After receiving a complaint about female co-workers who wore revealing outfits, I asked readers to share their views on professional office dress for women. Here's a representative sample of their comments:
• When my younger employees start work, they have seldom given much thought to appropriate dress. With the women, I have found a quick and easy way to deliver the message about suitable attire. I simply ask, "Do you want to be known for your intellect or your assets?"
• I get really ticked off when women display more skin than people should see in a professional setting. These women need to realize that if they want to be taken seriously, they must dress seriously.
• Women who are on the prowl should do their hunting outside the office, where they can dress as provocatively as they like. At work, modest clothing is always more appropriate.

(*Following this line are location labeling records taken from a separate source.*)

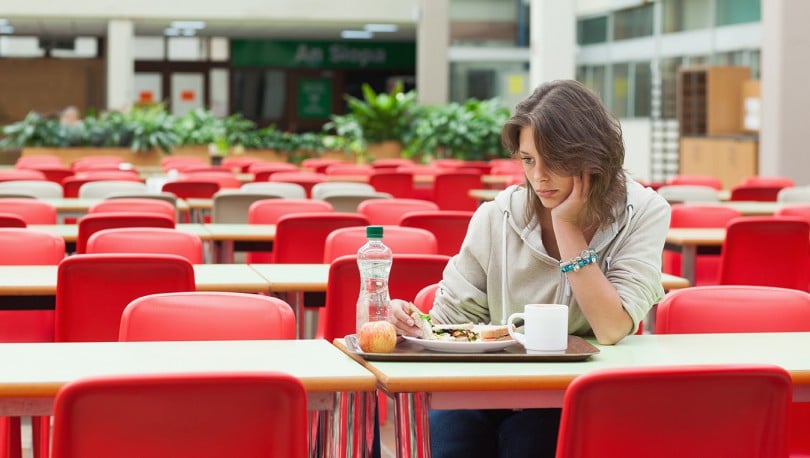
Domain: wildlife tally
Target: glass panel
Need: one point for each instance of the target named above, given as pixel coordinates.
(737, 11)
(592, 30)
(643, 90)
(679, 15)
(633, 22)
(621, 87)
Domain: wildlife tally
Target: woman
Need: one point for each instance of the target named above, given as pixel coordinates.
(576, 201)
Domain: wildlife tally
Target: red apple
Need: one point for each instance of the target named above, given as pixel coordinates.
(377, 337)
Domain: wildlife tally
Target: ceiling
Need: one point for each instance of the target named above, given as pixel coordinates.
(66, 28)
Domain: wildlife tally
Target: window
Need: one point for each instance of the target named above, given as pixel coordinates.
(633, 22)
(592, 30)
(729, 12)
(680, 15)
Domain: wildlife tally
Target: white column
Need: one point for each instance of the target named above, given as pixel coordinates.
(120, 64)
(432, 43)
(553, 41)
(785, 90)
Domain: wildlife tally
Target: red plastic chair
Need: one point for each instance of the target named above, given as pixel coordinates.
(401, 240)
(21, 174)
(307, 180)
(676, 411)
(263, 170)
(147, 240)
(390, 211)
(301, 238)
(398, 184)
(757, 193)
(409, 274)
(246, 415)
(767, 251)
(92, 290)
(94, 222)
(269, 211)
(206, 315)
(707, 266)
(712, 182)
(425, 297)
(12, 220)
(134, 204)
(740, 308)
(451, 190)
(449, 227)
(192, 188)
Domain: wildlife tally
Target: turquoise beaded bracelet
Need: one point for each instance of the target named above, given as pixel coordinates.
(584, 258)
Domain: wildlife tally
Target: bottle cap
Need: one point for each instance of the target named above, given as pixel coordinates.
(374, 232)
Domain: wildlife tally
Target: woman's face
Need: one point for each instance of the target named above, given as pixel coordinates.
(550, 187)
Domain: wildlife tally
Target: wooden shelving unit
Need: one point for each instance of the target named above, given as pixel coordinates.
(710, 112)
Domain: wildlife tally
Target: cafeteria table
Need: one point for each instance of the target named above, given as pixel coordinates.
(417, 386)
(330, 378)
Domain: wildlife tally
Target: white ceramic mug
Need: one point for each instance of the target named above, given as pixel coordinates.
(545, 328)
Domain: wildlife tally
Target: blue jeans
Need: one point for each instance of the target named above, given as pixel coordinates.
(494, 433)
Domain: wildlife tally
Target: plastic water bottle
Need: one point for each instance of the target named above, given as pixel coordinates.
(374, 261)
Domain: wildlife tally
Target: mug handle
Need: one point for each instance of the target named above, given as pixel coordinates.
(519, 336)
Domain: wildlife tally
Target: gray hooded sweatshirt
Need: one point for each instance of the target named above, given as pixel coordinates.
(502, 248)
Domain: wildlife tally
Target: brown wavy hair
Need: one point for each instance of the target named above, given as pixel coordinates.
(574, 134)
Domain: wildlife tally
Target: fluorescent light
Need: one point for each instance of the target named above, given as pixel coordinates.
(381, 27)
(356, 34)
(196, 25)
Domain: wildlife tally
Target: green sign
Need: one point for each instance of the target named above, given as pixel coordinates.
(323, 54)
(314, 98)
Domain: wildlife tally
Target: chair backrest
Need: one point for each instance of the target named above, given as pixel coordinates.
(733, 308)
(147, 240)
(249, 415)
(283, 190)
(29, 247)
(398, 184)
(425, 297)
(758, 193)
(35, 188)
(326, 187)
(451, 190)
(766, 250)
(92, 290)
(32, 211)
(348, 202)
(304, 179)
(675, 193)
(196, 188)
(135, 204)
(409, 274)
(102, 189)
(401, 240)
(449, 227)
(12, 220)
(794, 194)
(300, 238)
(204, 315)
(94, 222)
(700, 180)
(231, 206)
(384, 212)
(676, 411)
(707, 266)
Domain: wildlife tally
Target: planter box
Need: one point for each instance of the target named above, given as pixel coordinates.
(149, 158)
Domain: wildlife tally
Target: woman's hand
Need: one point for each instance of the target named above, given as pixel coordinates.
(401, 317)
(569, 210)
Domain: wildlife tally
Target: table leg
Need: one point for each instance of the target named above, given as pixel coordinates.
(412, 427)
(688, 261)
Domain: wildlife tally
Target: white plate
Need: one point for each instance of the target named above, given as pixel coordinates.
(449, 346)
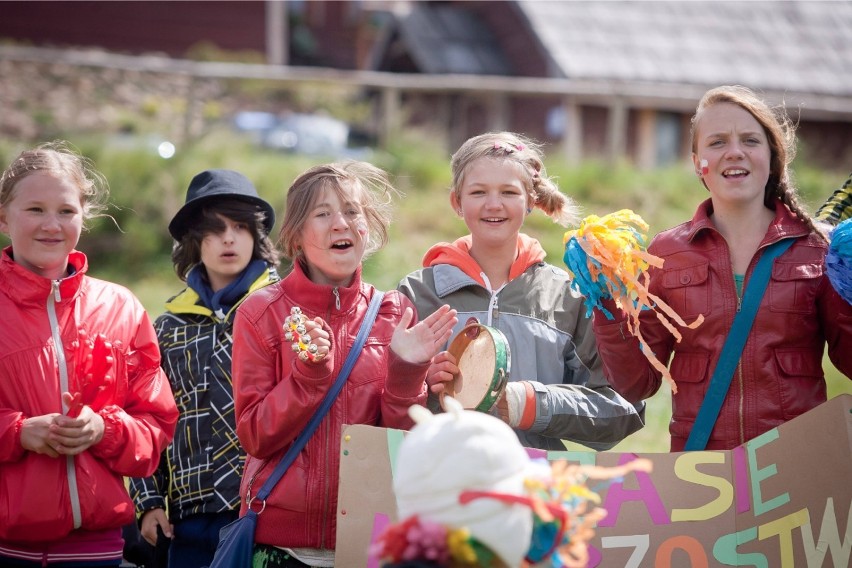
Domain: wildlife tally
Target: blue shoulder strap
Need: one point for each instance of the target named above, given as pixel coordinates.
(733, 347)
(326, 403)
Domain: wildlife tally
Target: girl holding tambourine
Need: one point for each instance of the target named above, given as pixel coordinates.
(497, 276)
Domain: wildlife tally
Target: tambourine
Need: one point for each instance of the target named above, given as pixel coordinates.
(483, 357)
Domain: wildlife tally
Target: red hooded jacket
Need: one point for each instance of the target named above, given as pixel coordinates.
(779, 375)
(42, 499)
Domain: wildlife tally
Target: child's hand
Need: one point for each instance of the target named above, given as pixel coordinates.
(311, 339)
(423, 341)
(74, 435)
(35, 434)
(317, 331)
(443, 369)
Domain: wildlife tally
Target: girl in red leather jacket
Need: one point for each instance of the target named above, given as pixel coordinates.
(336, 214)
(83, 401)
(741, 150)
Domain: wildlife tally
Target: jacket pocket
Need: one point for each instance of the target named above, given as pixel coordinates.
(689, 366)
(687, 290)
(801, 385)
(689, 370)
(793, 286)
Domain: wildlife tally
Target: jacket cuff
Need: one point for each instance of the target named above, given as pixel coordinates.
(113, 439)
(150, 503)
(18, 450)
(406, 380)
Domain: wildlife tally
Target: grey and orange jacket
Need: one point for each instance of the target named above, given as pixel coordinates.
(550, 339)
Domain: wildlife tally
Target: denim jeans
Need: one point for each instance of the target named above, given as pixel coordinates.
(196, 537)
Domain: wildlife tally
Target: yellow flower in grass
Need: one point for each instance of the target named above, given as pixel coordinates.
(461, 550)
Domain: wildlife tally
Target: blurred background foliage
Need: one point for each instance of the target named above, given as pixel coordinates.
(146, 190)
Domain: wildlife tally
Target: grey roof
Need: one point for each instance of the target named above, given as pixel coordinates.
(803, 46)
(445, 39)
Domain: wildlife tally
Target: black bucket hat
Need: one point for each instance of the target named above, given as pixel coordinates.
(217, 184)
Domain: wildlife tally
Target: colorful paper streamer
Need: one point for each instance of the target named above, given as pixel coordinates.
(607, 258)
(838, 260)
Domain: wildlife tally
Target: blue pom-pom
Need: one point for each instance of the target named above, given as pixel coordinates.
(838, 260)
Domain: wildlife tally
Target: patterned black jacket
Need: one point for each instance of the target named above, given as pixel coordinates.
(200, 470)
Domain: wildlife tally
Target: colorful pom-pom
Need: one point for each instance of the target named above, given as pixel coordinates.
(838, 260)
(607, 259)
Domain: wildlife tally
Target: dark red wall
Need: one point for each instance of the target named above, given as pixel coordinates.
(137, 27)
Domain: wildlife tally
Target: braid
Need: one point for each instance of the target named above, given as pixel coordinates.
(789, 198)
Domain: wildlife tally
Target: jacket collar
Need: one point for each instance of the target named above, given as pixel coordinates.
(318, 298)
(189, 302)
(27, 287)
(785, 224)
(457, 254)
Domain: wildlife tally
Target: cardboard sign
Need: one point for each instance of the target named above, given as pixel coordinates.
(780, 500)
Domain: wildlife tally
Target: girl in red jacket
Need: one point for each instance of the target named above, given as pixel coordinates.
(741, 150)
(83, 401)
(336, 215)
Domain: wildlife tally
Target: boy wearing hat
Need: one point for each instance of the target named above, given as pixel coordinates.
(223, 252)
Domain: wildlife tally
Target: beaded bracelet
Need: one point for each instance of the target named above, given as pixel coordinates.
(297, 333)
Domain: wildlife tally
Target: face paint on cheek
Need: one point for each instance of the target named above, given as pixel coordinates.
(361, 227)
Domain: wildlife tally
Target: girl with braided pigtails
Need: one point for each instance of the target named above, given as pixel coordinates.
(497, 275)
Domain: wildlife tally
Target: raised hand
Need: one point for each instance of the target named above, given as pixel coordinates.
(425, 339)
(443, 370)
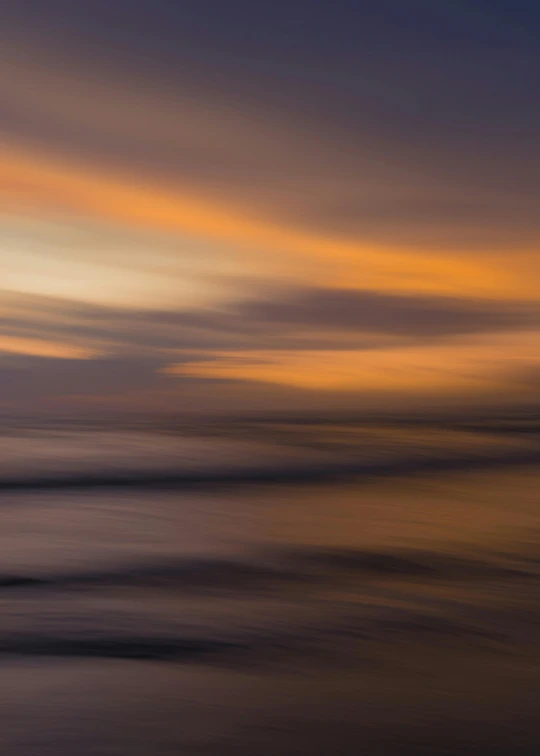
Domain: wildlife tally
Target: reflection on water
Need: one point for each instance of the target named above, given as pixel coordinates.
(383, 614)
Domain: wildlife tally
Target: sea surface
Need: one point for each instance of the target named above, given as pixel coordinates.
(270, 587)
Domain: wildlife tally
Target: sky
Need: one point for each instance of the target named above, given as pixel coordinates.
(232, 206)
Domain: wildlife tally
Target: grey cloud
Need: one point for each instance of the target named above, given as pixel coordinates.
(305, 318)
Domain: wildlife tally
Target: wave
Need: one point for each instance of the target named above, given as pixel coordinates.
(277, 569)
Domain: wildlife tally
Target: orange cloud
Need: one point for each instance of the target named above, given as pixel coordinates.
(34, 182)
(471, 363)
(39, 348)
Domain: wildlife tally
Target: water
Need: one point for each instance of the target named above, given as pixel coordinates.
(270, 589)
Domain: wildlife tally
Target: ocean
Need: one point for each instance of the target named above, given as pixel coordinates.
(270, 587)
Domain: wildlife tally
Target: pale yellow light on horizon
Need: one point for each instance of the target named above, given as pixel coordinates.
(265, 247)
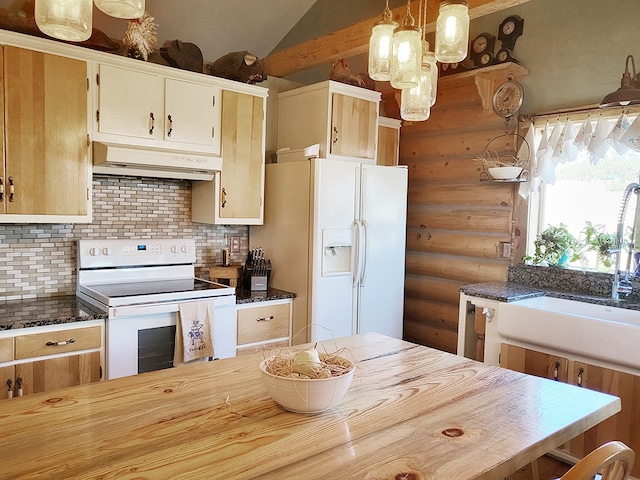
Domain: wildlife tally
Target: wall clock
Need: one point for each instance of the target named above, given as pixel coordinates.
(510, 29)
(507, 98)
(504, 55)
(482, 45)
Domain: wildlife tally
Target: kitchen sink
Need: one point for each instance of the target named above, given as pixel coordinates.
(601, 332)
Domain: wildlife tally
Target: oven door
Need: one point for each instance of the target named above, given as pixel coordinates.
(141, 338)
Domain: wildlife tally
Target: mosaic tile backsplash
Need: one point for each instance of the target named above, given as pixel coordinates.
(39, 260)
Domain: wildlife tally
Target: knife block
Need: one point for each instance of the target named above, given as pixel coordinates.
(255, 281)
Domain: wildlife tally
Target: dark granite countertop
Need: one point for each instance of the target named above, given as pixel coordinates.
(46, 311)
(512, 292)
(37, 312)
(247, 296)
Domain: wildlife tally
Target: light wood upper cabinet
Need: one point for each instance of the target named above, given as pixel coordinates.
(235, 197)
(342, 118)
(156, 111)
(46, 173)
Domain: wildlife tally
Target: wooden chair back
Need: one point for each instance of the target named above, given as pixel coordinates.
(613, 460)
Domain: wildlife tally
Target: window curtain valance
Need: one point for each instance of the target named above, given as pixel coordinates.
(558, 137)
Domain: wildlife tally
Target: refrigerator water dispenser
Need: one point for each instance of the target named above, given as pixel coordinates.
(336, 248)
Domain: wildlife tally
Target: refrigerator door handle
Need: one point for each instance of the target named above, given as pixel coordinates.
(362, 251)
(355, 259)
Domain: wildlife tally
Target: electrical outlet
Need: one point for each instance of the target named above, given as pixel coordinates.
(505, 250)
(235, 244)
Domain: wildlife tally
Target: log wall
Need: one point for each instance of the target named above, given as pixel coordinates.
(455, 222)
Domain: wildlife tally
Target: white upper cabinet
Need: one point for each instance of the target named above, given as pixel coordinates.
(156, 111)
(192, 115)
(341, 118)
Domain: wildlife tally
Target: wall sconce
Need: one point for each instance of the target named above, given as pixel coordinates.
(628, 93)
(406, 57)
(65, 19)
(380, 47)
(452, 31)
(127, 9)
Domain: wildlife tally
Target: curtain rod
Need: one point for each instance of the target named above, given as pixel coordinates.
(581, 110)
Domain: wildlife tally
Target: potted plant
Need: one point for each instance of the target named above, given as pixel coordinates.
(555, 247)
(601, 242)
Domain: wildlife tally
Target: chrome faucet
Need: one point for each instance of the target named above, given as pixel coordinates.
(622, 283)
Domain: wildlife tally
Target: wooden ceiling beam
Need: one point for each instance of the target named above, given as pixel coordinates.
(354, 40)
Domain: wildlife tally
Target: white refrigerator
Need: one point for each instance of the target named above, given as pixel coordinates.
(335, 233)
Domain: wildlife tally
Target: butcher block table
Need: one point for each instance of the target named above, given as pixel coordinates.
(411, 412)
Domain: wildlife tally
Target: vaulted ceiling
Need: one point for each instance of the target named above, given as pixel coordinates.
(258, 26)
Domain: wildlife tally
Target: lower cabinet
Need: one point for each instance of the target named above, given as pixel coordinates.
(624, 426)
(47, 360)
(264, 325)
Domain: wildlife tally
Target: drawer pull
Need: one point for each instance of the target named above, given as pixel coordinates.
(58, 344)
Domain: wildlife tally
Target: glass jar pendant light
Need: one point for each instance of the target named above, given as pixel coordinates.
(429, 57)
(65, 19)
(406, 56)
(121, 8)
(415, 104)
(452, 31)
(380, 47)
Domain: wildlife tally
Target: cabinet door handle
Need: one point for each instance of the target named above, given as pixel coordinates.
(59, 344)
(152, 123)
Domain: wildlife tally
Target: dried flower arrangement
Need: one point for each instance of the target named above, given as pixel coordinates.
(493, 160)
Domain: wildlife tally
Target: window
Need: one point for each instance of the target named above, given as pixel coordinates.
(586, 189)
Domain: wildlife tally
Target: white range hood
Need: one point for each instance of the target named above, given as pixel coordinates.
(119, 159)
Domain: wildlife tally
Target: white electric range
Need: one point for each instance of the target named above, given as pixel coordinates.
(141, 283)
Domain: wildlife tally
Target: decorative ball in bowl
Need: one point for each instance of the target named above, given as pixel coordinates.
(505, 173)
(307, 382)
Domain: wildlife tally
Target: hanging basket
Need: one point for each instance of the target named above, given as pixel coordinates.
(500, 159)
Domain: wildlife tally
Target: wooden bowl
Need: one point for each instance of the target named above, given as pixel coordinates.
(306, 395)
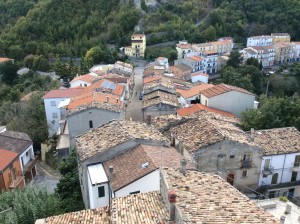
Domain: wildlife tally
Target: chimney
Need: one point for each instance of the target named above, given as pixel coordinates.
(172, 201)
(183, 163)
(110, 172)
(252, 134)
(149, 119)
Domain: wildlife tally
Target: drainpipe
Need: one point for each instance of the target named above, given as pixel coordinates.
(283, 168)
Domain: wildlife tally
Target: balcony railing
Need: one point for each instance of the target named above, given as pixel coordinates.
(246, 164)
(13, 183)
(29, 165)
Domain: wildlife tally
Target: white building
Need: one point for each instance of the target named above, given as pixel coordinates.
(280, 167)
(259, 41)
(82, 81)
(199, 77)
(141, 173)
(52, 99)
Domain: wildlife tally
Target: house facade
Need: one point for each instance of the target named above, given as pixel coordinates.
(52, 99)
(22, 165)
(280, 167)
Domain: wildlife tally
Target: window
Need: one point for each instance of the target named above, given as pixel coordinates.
(274, 178)
(297, 161)
(101, 192)
(54, 115)
(267, 164)
(294, 176)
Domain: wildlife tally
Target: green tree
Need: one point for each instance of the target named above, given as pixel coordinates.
(27, 205)
(8, 72)
(68, 187)
(235, 59)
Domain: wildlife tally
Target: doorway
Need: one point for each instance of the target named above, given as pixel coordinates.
(230, 178)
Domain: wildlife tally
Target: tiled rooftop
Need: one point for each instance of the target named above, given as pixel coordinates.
(86, 78)
(158, 97)
(278, 140)
(194, 91)
(208, 128)
(113, 133)
(206, 198)
(221, 89)
(198, 107)
(95, 100)
(147, 208)
(6, 157)
(63, 93)
(128, 165)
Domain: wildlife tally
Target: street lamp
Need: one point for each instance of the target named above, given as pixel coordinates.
(268, 83)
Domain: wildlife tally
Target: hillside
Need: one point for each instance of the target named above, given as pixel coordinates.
(68, 27)
(71, 27)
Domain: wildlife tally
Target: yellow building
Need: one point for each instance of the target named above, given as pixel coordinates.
(281, 37)
(138, 46)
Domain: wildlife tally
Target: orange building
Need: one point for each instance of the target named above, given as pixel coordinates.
(11, 176)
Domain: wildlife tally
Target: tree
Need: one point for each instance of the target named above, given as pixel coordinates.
(235, 59)
(68, 187)
(27, 205)
(8, 72)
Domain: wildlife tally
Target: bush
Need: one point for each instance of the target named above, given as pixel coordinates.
(283, 198)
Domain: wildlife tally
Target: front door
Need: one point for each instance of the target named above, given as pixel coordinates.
(230, 178)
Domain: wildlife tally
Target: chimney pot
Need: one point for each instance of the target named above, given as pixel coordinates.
(183, 163)
(111, 172)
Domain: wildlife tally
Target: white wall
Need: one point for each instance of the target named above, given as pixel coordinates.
(199, 78)
(233, 102)
(27, 158)
(52, 127)
(147, 183)
(78, 83)
(283, 165)
(95, 201)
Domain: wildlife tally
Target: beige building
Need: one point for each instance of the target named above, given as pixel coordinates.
(138, 46)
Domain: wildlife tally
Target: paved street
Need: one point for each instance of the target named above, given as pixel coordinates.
(46, 177)
(134, 108)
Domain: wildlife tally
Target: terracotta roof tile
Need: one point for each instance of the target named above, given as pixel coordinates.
(221, 89)
(198, 107)
(6, 157)
(113, 133)
(63, 93)
(138, 208)
(194, 91)
(86, 78)
(206, 198)
(278, 140)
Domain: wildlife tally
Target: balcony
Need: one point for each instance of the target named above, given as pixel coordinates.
(17, 181)
(268, 171)
(246, 164)
(29, 165)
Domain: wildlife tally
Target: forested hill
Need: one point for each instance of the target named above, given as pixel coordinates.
(71, 27)
(68, 27)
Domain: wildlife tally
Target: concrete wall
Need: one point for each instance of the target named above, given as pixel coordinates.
(283, 165)
(52, 123)
(147, 183)
(159, 110)
(78, 123)
(233, 102)
(95, 201)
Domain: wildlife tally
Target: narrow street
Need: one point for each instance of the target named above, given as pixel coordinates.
(46, 177)
(134, 108)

• Media images are part of the problem. In movies and on television, women see physicians displaying lots of cleavage and lawyers wearing mini-skirts in the courtroom. After awhile, this seems like normal workplace behavior. Bombarding women with oversexualized images may be good for ratings, but it provides an unrealistic view of the working world.
• These are my personal guidelines for professional dress. Showing cleavage is never appropriate. Sleeveless tops are a bad idea Skin-tight pants and skirts should not be worn at work (or anywhere else). Sandals and flip-flops are never acceptable. People sometimes ask if I'm dressed for a job interview, so I must be doing something right.
• Dressing professionally seems to be a particular problem for young women making the transition from school to work. Because they can wear whatever they want at school, they frequently don't understand that expectations on the job will be very different.
• From a male perspective, I don't think professional women should ever have bare legs at the office unless the weather is very hot. If they don't want to put on hose or tights, then they should wear nice pants. Bare legs are unprofessional and look ridiculous in the winter.
• From one professional woman to another, I say leave the scoop necks and tight skirts at home. This is especially true in jobs where you frequently have to lean over (which I must do as a doctor) or where you are seated and others are looking down at you (like a receptionist).
Thanks to everyone who sent in their opinions. Like it or not, the way we dress inevitably conveys a message, so just be sure that your own office attire is sending the right signals.